30 Mart seçimlerine 23 gün kaldığı bu süreçte Şehrimizde ve Ülkemizde yaşanan siyasi gerginlilik hakkında açıklamada buldundu
Kavuş konuşmasında ‘’Yapma bunu Başbakan siyaseti bu kadar kirletme, yerlere düşürme.Bizi yerel siyasetten utandırma , yere baktırtma , halkın içine girmemize engel olma, bizleri şaibe altında bırakma, vatandaşlarımızı siyaset yapanlara kuşkuyla bakmasına neden olma.
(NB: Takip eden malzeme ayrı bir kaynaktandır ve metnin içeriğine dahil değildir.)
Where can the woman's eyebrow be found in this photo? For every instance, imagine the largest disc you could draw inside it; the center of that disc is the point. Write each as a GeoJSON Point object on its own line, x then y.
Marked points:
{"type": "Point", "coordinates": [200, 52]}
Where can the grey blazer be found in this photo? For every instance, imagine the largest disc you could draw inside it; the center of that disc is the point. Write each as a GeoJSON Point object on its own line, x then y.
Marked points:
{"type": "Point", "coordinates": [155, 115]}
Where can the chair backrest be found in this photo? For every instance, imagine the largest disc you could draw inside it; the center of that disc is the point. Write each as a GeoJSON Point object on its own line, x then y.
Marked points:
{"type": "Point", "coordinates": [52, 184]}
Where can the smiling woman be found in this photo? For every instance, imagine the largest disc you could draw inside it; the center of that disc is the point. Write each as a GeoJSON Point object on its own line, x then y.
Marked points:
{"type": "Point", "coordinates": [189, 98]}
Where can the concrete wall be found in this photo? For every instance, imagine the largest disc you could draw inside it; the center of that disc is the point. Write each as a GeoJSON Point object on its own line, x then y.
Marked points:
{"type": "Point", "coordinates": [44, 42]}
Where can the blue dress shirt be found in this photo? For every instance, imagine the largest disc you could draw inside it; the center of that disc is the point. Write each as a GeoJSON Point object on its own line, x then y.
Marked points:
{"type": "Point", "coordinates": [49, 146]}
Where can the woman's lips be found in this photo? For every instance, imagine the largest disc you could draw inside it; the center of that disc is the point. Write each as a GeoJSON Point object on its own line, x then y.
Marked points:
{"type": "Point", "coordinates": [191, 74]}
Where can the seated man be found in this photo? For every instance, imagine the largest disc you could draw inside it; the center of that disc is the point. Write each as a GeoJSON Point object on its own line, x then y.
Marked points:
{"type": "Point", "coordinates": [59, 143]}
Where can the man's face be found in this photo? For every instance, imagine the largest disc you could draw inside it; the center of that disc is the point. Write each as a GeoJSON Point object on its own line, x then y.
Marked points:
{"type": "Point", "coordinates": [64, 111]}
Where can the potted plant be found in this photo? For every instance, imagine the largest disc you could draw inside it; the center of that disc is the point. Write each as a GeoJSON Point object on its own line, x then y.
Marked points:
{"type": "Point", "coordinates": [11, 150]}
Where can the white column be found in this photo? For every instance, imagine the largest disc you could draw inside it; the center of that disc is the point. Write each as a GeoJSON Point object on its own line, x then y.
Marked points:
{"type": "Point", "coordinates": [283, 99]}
Utanıyorum: Ağlamak istiyorum , çırpınıyorum, sesimi duyuramıyorum.Devasa başbakan ne hale düştü, üzülüyorum.Davos kahramanı , orta doğu Afrika'sının Bob başkanı.Kasımpaşalı, kabadayı bakan ve mağrur, kibirli başbakan size ne oldu, neden kimyanız bozuldu ? Herkese hakaret, herkese tertipvari konuşmalar niye ? Hastaysanız Katar'a gidiniz, tedavi etsinler.Hasta değilseniz iddia edilen hırsızlığı, rüşveti, edepsizliği, hayasızlığı cemaatin üstüne yıkarak kendinizi, bakanlarınızı, yakınlarınızı, oğulları, damatları, sözde iş adamlarını kurtaramazsınız.Kumpas kurduğun yargıda aklansan bile vicdanlarda asla.Gidişat, gidişat değildir.Seçimler umut kapısı olmaktan çıkmış atsız millet olmuşuz.
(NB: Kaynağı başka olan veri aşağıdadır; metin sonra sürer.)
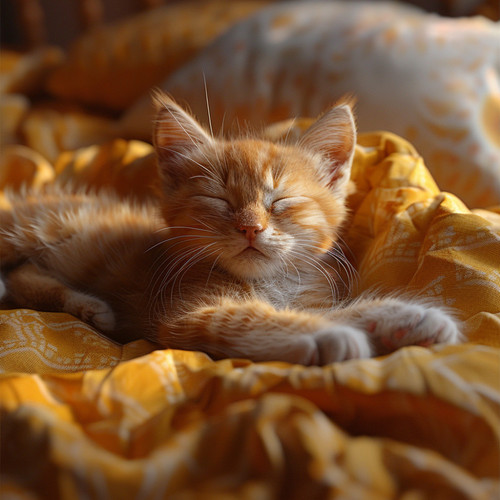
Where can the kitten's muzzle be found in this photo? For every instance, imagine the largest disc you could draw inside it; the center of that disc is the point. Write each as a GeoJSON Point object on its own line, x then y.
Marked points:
{"type": "Point", "coordinates": [250, 232]}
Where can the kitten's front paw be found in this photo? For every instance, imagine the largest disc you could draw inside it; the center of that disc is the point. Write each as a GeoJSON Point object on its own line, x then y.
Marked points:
{"type": "Point", "coordinates": [91, 310]}
{"type": "Point", "coordinates": [339, 343]}
{"type": "Point", "coordinates": [412, 324]}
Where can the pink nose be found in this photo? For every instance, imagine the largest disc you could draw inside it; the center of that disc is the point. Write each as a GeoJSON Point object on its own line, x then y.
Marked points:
{"type": "Point", "coordinates": [251, 231]}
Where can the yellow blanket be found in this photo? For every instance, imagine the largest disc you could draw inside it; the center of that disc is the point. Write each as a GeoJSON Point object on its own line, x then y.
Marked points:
{"type": "Point", "coordinates": [84, 417]}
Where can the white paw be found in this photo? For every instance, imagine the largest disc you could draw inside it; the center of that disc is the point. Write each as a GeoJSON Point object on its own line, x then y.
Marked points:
{"type": "Point", "coordinates": [91, 310]}
{"type": "Point", "coordinates": [339, 343]}
{"type": "Point", "coordinates": [411, 324]}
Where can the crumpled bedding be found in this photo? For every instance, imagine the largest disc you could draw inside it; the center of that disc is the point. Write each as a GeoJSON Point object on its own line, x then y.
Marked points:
{"type": "Point", "coordinates": [431, 79]}
{"type": "Point", "coordinates": [85, 417]}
Merak ediyorum, başbakan ne zaman Türk Milleti diyecek.Deme sayın başbakanım deme ben Türk Oğlu Türk' üm.Sen parayı seversin, ben albayrağı, sen gemiciği seversin, ben vatanımı . Sizin yaptığınız siyaset buysa gençlere, kadınlara, çocuklara ne söyleyeceğiz.Ben oy vermediğim halde utanıyorum.Oy verenler ne halde sayın başbakanım bir düşünün.Utanıyorum sayın başbakanım, sizin halinize de üzülüyorum sayın başbakanım.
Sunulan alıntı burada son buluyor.